Poznański czerwiec 1956 roku Drukuj
sobota, 06 czerwca 2015 20:06

Pobudką do pierwszych przemian politycznych i odwilży w PRL był bunt robotniczy w Poznaniu. Podczas trwania XXV Międzynarodowych Targów Poznańskich, 28 czerwca robotnicy kilku zakładów poznańskich w tym Zakładów im. Józefa Stalina, Zakładu Naprawy Taboru Kolejowego i MPK wyruszyli przed budynek Miejskiej Rady Narodowej w Poznaniu, przedstawiając tam swoje postulaty.  Głównymi argumentami przemawiającymi za rewoltą były: obniżka norm, podwyżka płac i likwidacja przestojów w produkcji i niesprawiedliwie naliczony zbyt wysoki podatek. Robotnicy w zamiarze chcieli wykorzystać fakt odbywania się XXV Międzynarodowych Targów, liczyli także na zaniechanie interwencji zbrojnej, w przypadku zaistnienia takowej, świat bardzo szybko dowiedziałby się o barbarzyńskim traktowaniu robotników, w kraju, gdzie ideowo władza należała właśnie do klasy robotniczej. W tym miejscu należy zaznaczyć, że już dwukrotnie miał miejsce strajk z ramienia pracowników Zakładu Cegielskiego, zwanej w PRL Zakładami Stalina (ZISPO), którzy to po raz pierwszy protestowali we wrzeniu 1954 roku przeciwko niesprawiedliwemu przydziałowi mieszkań i niskim płacom, drugi raz w dniach 16–21 czerwca 1955 roku, na tle lekceważenia postulatów socjalnych przez dyrekcję zakładów.

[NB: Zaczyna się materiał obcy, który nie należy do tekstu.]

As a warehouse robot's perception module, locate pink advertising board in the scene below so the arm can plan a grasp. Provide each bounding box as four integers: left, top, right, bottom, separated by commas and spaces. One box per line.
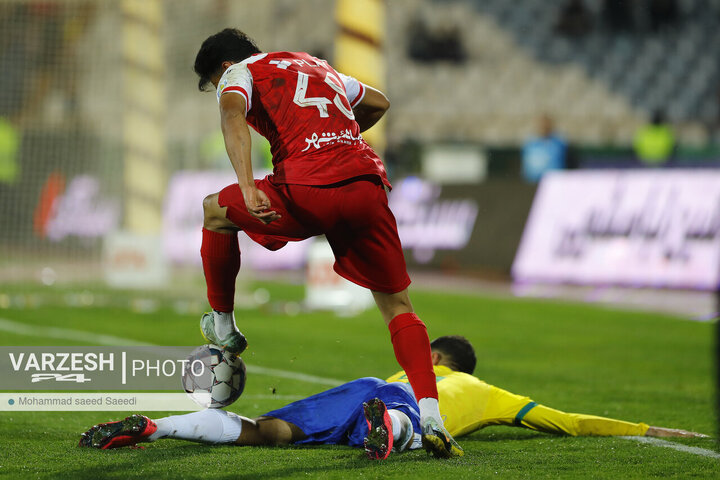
512, 170, 720, 290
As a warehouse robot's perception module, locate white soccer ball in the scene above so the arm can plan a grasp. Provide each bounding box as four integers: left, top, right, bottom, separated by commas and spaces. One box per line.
182, 345, 246, 408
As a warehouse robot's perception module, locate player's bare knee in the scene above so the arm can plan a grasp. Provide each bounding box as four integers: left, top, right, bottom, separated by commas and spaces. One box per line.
257, 418, 293, 445
203, 193, 237, 232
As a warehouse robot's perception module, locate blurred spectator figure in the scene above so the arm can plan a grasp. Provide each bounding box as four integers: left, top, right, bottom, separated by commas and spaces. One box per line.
0, 117, 20, 184
522, 115, 568, 182
555, 0, 593, 38
408, 17, 467, 63
648, 0, 678, 32
600, 0, 635, 32
633, 110, 675, 166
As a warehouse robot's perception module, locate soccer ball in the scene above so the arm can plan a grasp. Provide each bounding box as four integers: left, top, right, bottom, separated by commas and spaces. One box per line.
182, 345, 245, 408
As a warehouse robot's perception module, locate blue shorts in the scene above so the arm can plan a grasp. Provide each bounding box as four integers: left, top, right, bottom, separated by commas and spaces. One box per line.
263, 377, 420, 447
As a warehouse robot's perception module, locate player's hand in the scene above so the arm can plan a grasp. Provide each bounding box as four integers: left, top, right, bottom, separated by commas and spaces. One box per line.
242, 185, 281, 225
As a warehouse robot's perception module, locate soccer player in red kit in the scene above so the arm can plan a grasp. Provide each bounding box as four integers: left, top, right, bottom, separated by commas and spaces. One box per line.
195, 29, 463, 457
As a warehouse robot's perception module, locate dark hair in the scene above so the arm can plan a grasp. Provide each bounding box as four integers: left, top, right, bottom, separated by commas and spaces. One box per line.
430, 335, 477, 375
194, 28, 260, 92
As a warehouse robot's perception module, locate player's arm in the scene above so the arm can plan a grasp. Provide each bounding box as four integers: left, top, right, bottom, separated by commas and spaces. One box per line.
220, 93, 280, 224
353, 85, 390, 132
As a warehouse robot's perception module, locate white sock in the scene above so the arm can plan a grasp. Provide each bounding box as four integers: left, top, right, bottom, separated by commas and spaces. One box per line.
388, 409, 413, 452
418, 397, 444, 426
213, 310, 238, 338
148, 408, 242, 443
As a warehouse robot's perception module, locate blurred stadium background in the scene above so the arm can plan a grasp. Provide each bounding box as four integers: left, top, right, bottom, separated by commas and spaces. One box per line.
0, 0, 720, 318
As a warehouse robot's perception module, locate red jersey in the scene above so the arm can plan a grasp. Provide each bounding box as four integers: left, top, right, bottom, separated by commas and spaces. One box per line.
217, 52, 390, 186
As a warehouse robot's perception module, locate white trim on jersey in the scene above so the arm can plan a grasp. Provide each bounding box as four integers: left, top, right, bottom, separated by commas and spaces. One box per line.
217, 53, 267, 116
338, 72, 365, 108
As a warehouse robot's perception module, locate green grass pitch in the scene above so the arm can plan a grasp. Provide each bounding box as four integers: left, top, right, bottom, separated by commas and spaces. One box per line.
0, 284, 720, 479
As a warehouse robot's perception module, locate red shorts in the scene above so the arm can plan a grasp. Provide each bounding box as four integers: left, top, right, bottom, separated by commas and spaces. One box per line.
218, 175, 410, 293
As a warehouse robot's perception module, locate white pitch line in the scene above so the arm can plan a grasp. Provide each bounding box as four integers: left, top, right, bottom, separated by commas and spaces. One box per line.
0, 318, 345, 387
620, 437, 720, 458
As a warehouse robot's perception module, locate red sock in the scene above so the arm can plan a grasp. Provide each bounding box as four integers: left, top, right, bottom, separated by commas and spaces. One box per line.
200, 228, 240, 312
388, 313, 438, 401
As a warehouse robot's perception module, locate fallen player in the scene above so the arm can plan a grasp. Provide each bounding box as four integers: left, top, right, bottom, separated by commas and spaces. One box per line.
79, 336, 706, 459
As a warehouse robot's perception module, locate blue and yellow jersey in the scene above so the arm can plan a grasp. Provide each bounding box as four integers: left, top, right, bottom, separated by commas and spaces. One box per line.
387, 365, 648, 437
387, 365, 532, 436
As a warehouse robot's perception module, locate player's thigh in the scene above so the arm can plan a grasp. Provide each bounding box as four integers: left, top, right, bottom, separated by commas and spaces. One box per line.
235, 417, 307, 445
218, 179, 315, 240
326, 181, 410, 294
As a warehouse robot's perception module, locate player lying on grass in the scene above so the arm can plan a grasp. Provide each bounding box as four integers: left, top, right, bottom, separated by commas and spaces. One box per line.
80, 336, 705, 459
194, 28, 462, 456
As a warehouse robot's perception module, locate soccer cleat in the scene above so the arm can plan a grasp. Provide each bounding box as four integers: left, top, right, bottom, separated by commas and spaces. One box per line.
200, 312, 247, 355
422, 417, 465, 458
78, 415, 157, 450
363, 398, 393, 460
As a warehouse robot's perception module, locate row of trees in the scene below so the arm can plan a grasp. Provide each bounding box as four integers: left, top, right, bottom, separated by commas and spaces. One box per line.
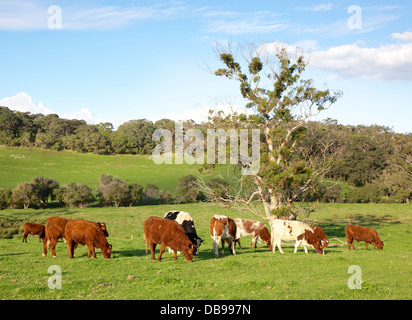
0, 174, 209, 209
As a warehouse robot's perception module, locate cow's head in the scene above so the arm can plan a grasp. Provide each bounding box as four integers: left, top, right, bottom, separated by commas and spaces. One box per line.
376, 240, 383, 250
297, 230, 325, 254
101, 242, 112, 259
182, 242, 196, 262
194, 238, 205, 256
97, 222, 109, 237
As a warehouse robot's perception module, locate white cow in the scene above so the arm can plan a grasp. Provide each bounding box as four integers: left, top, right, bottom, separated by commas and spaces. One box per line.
233, 218, 272, 249
210, 214, 236, 257
270, 217, 324, 254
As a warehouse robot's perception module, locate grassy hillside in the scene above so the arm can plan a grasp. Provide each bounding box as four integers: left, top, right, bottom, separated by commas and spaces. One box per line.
0, 148, 412, 300
0, 204, 412, 300
0, 146, 203, 192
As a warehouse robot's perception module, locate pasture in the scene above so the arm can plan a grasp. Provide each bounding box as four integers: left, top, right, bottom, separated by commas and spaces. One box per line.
0, 203, 412, 300
0, 146, 412, 300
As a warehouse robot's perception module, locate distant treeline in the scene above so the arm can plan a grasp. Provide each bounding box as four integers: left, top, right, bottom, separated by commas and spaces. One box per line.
0, 174, 206, 210
0, 107, 412, 203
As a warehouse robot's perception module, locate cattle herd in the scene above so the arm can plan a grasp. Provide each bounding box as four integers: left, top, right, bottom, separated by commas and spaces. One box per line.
23, 211, 383, 262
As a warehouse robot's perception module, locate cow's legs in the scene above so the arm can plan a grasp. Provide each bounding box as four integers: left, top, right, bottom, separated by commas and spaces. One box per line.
87, 244, 97, 259
50, 239, 57, 258
293, 240, 300, 253
149, 242, 156, 260
229, 240, 236, 256
273, 238, 283, 254
67, 240, 74, 259
157, 243, 166, 261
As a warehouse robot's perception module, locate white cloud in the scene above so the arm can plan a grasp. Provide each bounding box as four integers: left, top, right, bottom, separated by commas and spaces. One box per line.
0, 92, 106, 124
391, 31, 412, 41
309, 32, 412, 81
0, 92, 53, 114
296, 3, 332, 12
209, 19, 285, 35
0, 0, 185, 30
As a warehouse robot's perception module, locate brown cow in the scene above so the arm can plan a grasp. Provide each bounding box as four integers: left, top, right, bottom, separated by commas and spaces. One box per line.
64, 220, 112, 259
345, 225, 383, 250
233, 218, 272, 249
43, 217, 109, 257
43, 217, 69, 257
310, 225, 329, 248
143, 216, 196, 262
23, 222, 46, 243
210, 214, 236, 257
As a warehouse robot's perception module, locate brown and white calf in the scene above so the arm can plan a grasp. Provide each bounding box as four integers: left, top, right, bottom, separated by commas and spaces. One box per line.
233, 218, 272, 249
143, 216, 196, 262
210, 214, 236, 257
270, 217, 324, 254
23, 222, 46, 243
310, 225, 329, 248
345, 225, 383, 250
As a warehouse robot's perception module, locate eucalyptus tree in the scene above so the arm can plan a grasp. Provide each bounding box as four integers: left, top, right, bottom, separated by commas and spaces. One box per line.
203, 44, 341, 219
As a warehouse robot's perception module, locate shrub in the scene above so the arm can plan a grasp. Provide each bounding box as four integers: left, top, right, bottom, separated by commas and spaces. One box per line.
175, 175, 204, 203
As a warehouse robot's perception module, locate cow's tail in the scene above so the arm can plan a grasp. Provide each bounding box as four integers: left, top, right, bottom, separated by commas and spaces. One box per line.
44, 225, 50, 249
143, 233, 149, 254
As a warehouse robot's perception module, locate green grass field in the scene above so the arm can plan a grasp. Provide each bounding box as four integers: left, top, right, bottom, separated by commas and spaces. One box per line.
0, 204, 412, 300
0, 148, 412, 300
0, 146, 201, 192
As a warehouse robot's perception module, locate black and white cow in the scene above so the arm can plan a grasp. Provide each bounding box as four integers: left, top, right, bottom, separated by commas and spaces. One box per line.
164, 211, 204, 255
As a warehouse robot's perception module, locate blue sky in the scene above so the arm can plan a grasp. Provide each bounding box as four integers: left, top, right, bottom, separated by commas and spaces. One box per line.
0, 0, 412, 132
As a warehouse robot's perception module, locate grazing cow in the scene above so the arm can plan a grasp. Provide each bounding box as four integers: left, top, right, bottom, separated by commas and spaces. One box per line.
345, 225, 383, 250
43, 217, 109, 257
210, 214, 236, 257
23, 222, 46, 243
143, 216, 196, 262
64, 220, 112, 259
43, 217, 69, 257
310, 225, 329, 248
164, 211, 205, 256
233, 218, 272, 249
270, 217, 324, 254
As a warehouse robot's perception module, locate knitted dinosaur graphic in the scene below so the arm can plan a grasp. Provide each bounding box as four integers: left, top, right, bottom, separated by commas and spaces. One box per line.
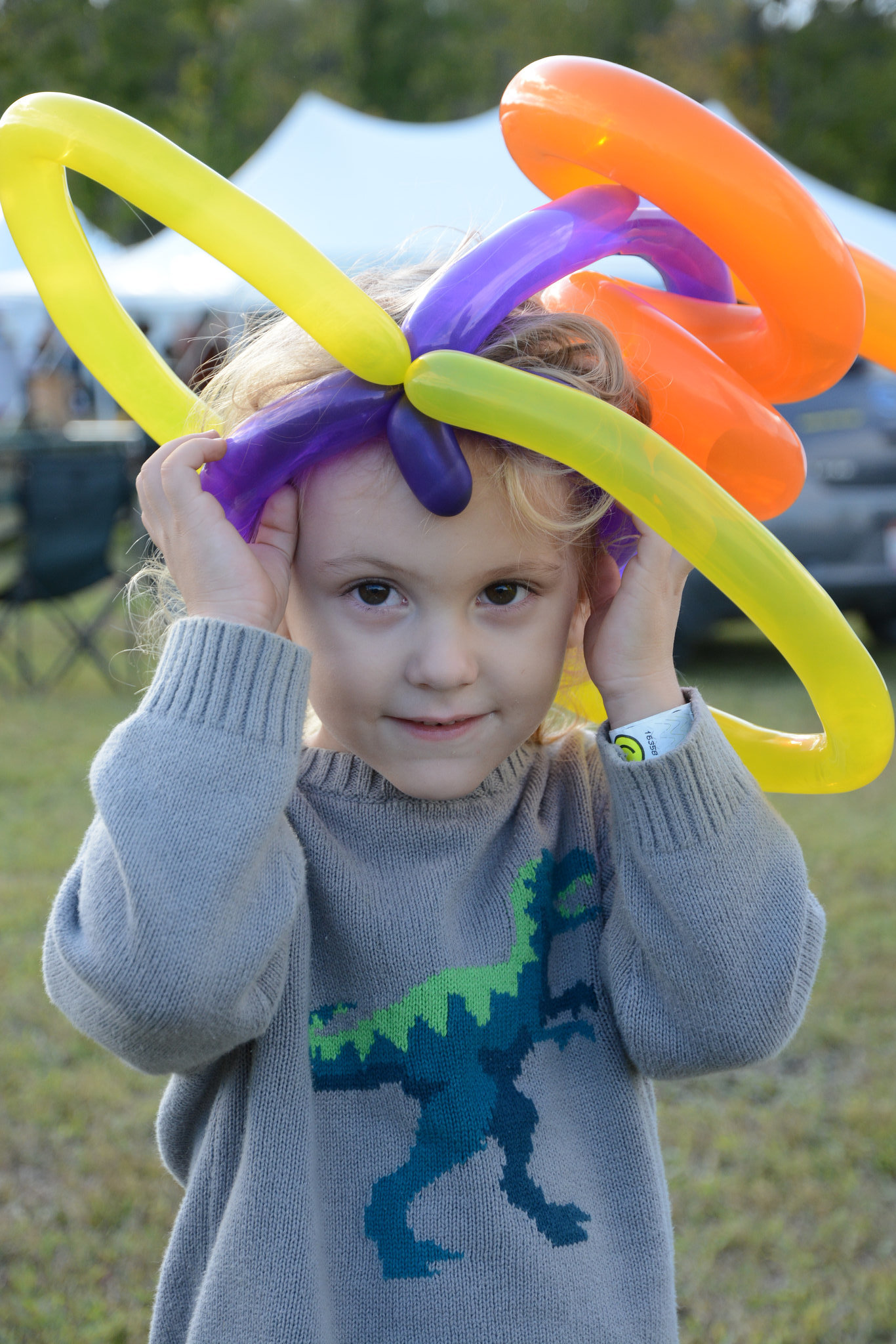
309, 849, 601, 1278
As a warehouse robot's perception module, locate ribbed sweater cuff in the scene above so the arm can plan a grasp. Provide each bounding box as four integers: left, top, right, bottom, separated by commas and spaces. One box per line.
138, 617, 312, 755
598, 688, 758, 850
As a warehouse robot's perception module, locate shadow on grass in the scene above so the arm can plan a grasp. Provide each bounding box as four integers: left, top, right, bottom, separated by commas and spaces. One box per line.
0, 621, 896, 1344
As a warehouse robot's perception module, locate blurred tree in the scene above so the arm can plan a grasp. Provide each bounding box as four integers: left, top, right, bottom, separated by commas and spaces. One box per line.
0, 0, 673, 242
351, 0, 673, 121
0, 0, 896, 242
636, 0, 896, 209
0, 0, 355, 242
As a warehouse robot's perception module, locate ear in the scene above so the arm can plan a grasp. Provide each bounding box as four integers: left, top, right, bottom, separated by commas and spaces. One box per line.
588, 551, 622, 626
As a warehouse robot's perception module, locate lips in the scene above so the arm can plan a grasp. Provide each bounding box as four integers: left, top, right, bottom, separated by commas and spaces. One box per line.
392, 713, 487, 742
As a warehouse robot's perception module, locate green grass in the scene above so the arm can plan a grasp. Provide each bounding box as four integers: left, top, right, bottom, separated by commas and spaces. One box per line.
0, 612, 896, 1344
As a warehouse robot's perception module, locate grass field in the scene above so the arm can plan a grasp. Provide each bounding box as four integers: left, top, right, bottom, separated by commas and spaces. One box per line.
0, 615, 896, 1344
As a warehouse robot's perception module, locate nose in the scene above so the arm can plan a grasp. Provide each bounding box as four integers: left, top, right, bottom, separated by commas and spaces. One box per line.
404, 618, 479, 691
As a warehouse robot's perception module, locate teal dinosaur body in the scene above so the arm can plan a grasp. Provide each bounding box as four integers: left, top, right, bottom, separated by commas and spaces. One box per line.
309, 849, 600, 1278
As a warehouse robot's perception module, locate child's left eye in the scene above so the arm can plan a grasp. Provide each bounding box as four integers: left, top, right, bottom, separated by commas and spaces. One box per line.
482, 579, 529, 606
355, 582, 392, 606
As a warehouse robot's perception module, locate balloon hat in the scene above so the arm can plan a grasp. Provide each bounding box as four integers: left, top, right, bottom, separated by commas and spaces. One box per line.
0, 56, 896, 793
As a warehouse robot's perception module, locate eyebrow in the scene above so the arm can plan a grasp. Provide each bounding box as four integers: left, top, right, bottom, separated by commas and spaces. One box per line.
321, 555, 563, 587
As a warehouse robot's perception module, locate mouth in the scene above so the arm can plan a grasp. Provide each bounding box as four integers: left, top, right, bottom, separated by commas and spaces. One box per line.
390, 713, 487, 742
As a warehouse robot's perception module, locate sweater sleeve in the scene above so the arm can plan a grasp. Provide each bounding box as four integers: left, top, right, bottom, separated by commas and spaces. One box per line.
598, 691, 825, 1078
43, 618, 310, 1072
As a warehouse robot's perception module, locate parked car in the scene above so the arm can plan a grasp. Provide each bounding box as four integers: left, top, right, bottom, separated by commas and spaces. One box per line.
676, 359, 896, 660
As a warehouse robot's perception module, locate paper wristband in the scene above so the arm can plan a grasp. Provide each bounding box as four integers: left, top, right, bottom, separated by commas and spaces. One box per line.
610, 704, 693, 761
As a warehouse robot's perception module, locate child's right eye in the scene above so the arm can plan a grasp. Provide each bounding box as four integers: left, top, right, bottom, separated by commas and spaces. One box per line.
355, 582, 392, 606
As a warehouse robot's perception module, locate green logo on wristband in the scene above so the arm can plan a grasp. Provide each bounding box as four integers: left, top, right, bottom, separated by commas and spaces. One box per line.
613, 732, 643, 761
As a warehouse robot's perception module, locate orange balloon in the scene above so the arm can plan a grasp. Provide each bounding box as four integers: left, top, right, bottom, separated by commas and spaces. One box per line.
501, 56, 865, 497
541, 272, 806, 519
849, 246, 896, 369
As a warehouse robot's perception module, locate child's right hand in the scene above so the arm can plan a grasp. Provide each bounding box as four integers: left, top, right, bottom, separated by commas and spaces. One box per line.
137, 430, 298, 631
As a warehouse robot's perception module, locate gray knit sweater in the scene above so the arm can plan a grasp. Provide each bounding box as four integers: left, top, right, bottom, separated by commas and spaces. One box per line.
45, 620, 823, 1344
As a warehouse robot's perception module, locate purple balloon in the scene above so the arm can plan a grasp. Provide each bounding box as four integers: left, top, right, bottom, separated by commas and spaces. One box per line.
401, 187, 638, 359
201, 186, 735, 540
618, 205, 736, 304
201, 369, 401, 541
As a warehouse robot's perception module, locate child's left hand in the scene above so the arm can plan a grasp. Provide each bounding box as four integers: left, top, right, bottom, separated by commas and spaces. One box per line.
583, 519, 692, 728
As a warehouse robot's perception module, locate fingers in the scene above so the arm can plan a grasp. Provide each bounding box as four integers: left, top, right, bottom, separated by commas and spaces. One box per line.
588, 551, 622, 614
255, 485, 298, 564
632, 513, 693, 585
137, 430, 227, 547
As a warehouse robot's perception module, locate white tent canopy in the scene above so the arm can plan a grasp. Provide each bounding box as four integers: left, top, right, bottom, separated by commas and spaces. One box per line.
0, 93, 896, 362
0, 93, 545, 316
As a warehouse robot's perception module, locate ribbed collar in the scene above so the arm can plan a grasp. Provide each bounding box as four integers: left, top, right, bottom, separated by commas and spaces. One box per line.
297, 744, 540, 808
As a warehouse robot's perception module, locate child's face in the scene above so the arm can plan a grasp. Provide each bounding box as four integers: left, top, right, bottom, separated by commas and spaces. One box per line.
285, 449, 586, 799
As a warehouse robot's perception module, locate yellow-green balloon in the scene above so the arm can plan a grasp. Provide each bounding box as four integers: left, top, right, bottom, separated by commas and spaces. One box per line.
404, 351, 893, 793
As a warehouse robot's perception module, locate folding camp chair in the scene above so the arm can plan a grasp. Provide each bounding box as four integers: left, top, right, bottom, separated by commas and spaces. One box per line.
0, 449, 132, 690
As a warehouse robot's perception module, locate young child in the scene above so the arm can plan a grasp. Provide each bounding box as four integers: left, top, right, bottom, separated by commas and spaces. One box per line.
45, 264, 823, 1344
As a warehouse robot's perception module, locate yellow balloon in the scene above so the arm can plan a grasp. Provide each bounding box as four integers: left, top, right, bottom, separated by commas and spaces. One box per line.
0, 93, 411, 442
0, 94, 893, 793
404, 351, 893, 793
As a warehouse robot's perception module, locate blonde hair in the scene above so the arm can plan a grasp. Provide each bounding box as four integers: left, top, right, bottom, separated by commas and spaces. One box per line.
128, 234, 650, 740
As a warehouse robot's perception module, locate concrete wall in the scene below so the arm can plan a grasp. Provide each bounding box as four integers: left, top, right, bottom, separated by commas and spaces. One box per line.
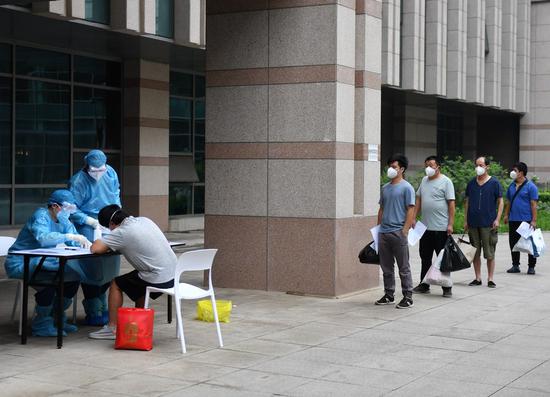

W czerwcu 1956 roku robotnicy wysłali swoich delegatów, którzy przedstawili socjalne żądania. Lokalne władze komunistyczne całkowicie zignorowały robotniczy postulaty, co doprowadziło do zradykalizowania nastrojów w całym mieście. Na Placu Wolności zebrało się ok. miliona osób. Szybko doszło do oblężenia głównych siedzib władzy komunistycznej w tym Komitetu Wojewódzkiego PZPR, Miejskiej Rady Narodowej czy budynku UB. Komuniści nie zawahali się otworzyć ognia do manifestantów. Do miasta wkroczyło wojsko w liczbie ok. 6 tyś żołnierzy (sprowadzono wojska Dywizji Pancernej IV Korpusu Armijnego śląskiego Okręgu Wojskowego oraz Sudecką 10 Dywizję Pancerną), 359 czołgów, 40 wozów pancernych, 31 dział pancernych, 6 armat przeciwlotniczych, dodatkowo na ulicach Poznania pojawiło się 2,5 tyś milicjantów. Robotników było ok. 200. Walki z nimi trwały przez całą noc do dnia następnego, w ich wyniku oficjalne dane szacowały liczbę 38 osób, które zginęły, ok. 800 zostało rannych. W rzeczywistości w wyniku starć zginęło 74 osoby. Pogrzeby odbyły się nocą, zmarłym w ostatniej drodze mogły towarzyszyć tylko dwie osoby z rodziny. Setki ludzi zwolniono z pracy, odbyło się wiele rozpraw sądowych. Dla funkcjonariuszy, którzy zginęli w czasie służby, pogrzeby odprawiano z wszelkimi honorami, co oczywiście miało swój wymiar propagandowy. 29 czerwca w poznańskim radiu mieszkańcy mogli usłyszeć głos premiera Józefa Cyrankiewicza przemawiającego w związku z tragedia robotników. Zgodnie z duchem propagandy premier za zajścia poznańskie oskarżył agenturę imperialistyczną działającą na zlecenie Stanów Zjednoczonych i Zachodu. Właśnie ta agentura wykorzystała problemy ekonomiczne w zakładach poznańskich do podburzenia robotników przeciwko władzy komunistycznej. Wypadki poznańskie poznał cały świat, przecież  wielu gości i dziennikarzy uczestniczących w Międzynarodowych Targach Poznańskich zobaczyło okrucieństwo na własne oczy. W obronie czci robotników wypowiedziały się znane osobistości w tym także prezydent Stanów Zjednoczonych Eisenhower.